Assolutamente sì. Non solo in termini di dipendenza, ma per il processo che si innesca per cui non ti basta mai e alla fine approdi alla pedopornografia. Il processo vizioso non ha limiti e ti porta ad essere violento, a possedere l’oggetto del piacere.
Cioè le donne…
Noi ci interroghiamo giustamente sul fenomeno della violenza sulle donne, ma dovremmo anche interrogarci sulla radice di questa violenza che risiede nel malinteso senso di ricerca del piacere in una libertà portata alla sua espansione massima.
In questo però la Giustizia dovrebbe fare mea culpa. Il giudice di Firenze che ha assolto i ragazzi accusati di stupro, lo ha fatto anche perché li ha ritenuti condizionati dalla pornografia e quindi ha concesso loro una giustificazione.
Non nascondo che anche in questo caso c’è un malinteso senso di responsabilità e del giusto peso che si dà alle libertà personali.

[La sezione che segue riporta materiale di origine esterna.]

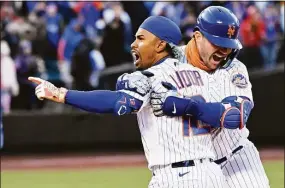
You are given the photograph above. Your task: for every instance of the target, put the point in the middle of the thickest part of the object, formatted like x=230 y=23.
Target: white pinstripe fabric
x=225 y=140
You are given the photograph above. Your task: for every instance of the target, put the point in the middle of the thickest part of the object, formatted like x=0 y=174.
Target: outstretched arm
x=231 y=113
x=98 y=101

È lo stesso discorso dello spinello, se mi metto alla guida dopo aver fumato uno spinello è un aggravante, non un attenuante. Con la pornografia deve essere la stessa cosa.
Che cosa può fare la Chiesa?
Don Maurizio sta facendo una grande cosa, peraltro è bene ribadirlo e ricordarlo: coniuga l’impegno caritativo-assistenziale con l’impegno a favore della vita nascente dimostrando che questi sono temi che non vanno separati, perché il rispetto della vita altrui comincia sin dal concepimento. Credo che lo stile debba sempre essere quello di San Giovanni Paolo II alla Valle dei templi: la Chiesa deve ricordare che esiste il bene e il male e che ci sono scelte per il bene e per il male.